[RFC] Allowing to set a default dialect to be used for printing/parsing regions

MLIR already allows dialect author to customize the printing/parsing of their IR with “custom assembly”. This allows to make the IR more readable in the context of a specific dialect, even though it can make it harder for someone unfamiliar with the dialect to read it. This exists to various in affine, linalg, or the tf (tensorflow) dialect.
This can be fairly intrusive, for example the tf_executor dialect has an island operation that wraps a region:

   %0 = tf_executor.island {
      %1 = "tf.Const"() {value = dense<1> : tensor<i32>} : () -> tensor<i32>
      tf_executor.yield %1
    }

However for the special case when the nested region contains a single operation, we print it as a one-liner:

    %output, %control = tf_executor.island wraps "tf.Const"() {value = dense<1> : tensor<i32>} : () -> tensor<i32>

Similarly we’re looking into pattern-matching MHLO reduction to collapse the region as a one liner, right now MLIR displays:

%106 = "mhlo.reduce"(%105, %93) ( {
^bb0(%arg14: tensor<f32>, %arg15: tensor<f32>): // no predecessors
  %107 = mhlo.add %arg14, %arg15 : tensor<f32>
  "mhlo.return"(%107) : (tensor<f32>) -> ()
}) {dimensions = dense<0> : tensor<1xi64>} : (tensor<512x128xf32>, tensor<f32>) -> tensor<128xf32>

when XLA HLO displays much nicely as:

reduce(f32[512,128] input, f32[] 0), dimensions={0}, to_apply=add

When developing a closed system like TensorFlow or XLA with MLIR, it makes sense to allow the author of such closed system to have a syntax that will make the most sense in the context of this system, even though it can raise the bar for someone unfamiliar with the dialect.
In any case, MLIR keeps the “escape-hatch” of the generic printer which is always available.

When MLIR started, most of the IR was written with operations in the standard dialect. It was considered that it wouldn’t be nice to have to repeat std. in front of every single operation in MLIR, since it was the main dialect it should be pretty obvious. With the same logic, when working on a “closed” TensorFlow IR, I have the same motivation to not repeat the dialect prefix either!
XLA developers enjoy reading reduce(f32[512,128] input, f32[] 0), dimensions={0}, to_apply=add and I’d like MLIR to allow the same power to compiler authors who adopt MLIR: we shouldn’t force them to chose between a subpar experience there or not using MLIR at all!

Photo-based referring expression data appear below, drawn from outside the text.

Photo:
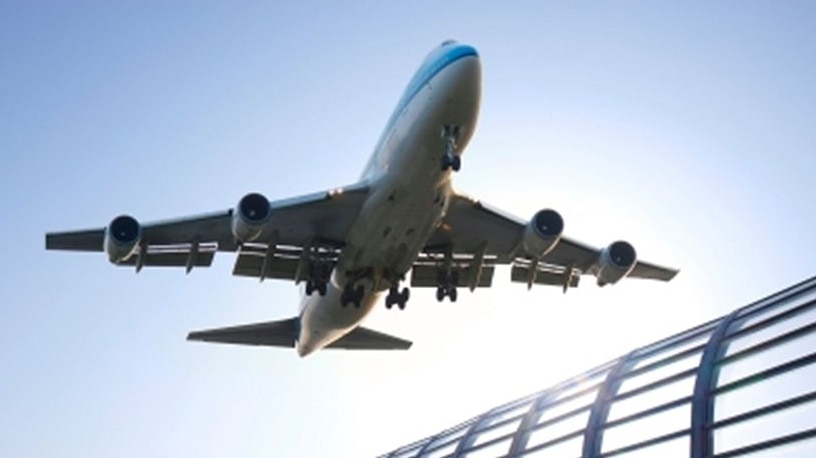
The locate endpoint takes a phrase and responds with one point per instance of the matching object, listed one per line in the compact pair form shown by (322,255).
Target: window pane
(568,449)
(450,435)
(445,450)
(491,451)
(643,429)
(768,391)
(490,434)
(508,411)
(777,329)
(585,400)
(678,448)
(671,351)
(774,311)
(556,430)
(652,398)
(764,428)
(578,385)
(660,373)
(774,356)
(802,449)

The patch in ⚙ D107236 Add a new interface allowing to set a default dialect to be used for printing/parsing regions makes the default prefix (currently std) configurable.

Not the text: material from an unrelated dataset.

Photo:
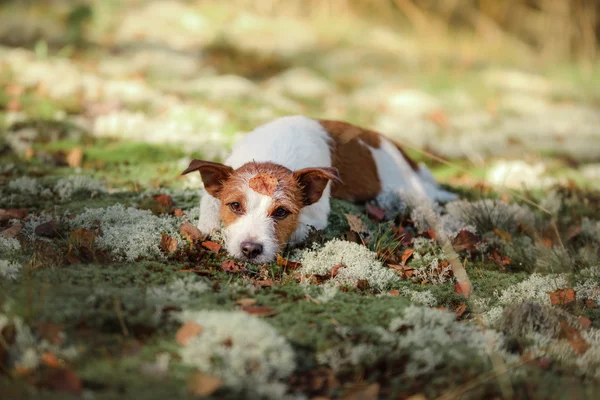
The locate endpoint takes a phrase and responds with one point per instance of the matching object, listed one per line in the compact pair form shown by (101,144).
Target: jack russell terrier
(274,187)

This will allow a tfg.graph (which models GraphDef 1:1 and only allows TensorFlow operation to be expressed without repeating tfg. in front of every single operation:

tfg.graph #tf_type.version<producer = 42, min_consumer = 33> {
 %placeholder, %ctl = Placeholder : () -> (tensor<*xi32>)
  %AddV2, %ctl_0 = AddV2(%placeholder, %placeholder_1) : (tensor<*xi32>, tensor<*xi32>) -> (tensor<*xi32>)
  %placeholder_1, %ctl_2 = Placeholder : () -> (tensor<*xi32>)
}

I don’t anticipate any change for dialects in-tree right now with this new feature: they aren’t the target here.

The only candidate might be the SPIRV dialect which is already “closed” (no other ops than SPIRV are allowed in a SPIRV module). It could look like:

spv.module Logical GLSL450 {
   func @do_nothing() -> () "None" {
     Return
   }
   EntryPoint "GLCompute" @do_nothing
   ExecutionMode @do_nothing "ContractionOff"
}

Note: I’m not proposing to change the SPIRV dialect here, just for the MLIR parser/printer to have an interface allowing other compilers to have slightly more control here, so that we’re not facing side-by-side comparisons between something like MHLO and XLA-HLO where MLIR is unnecessarily more verbose.
I also believe that this extra customization is much less intrusive and less confusing for users than anything we already allow (and do) with the custom assembly.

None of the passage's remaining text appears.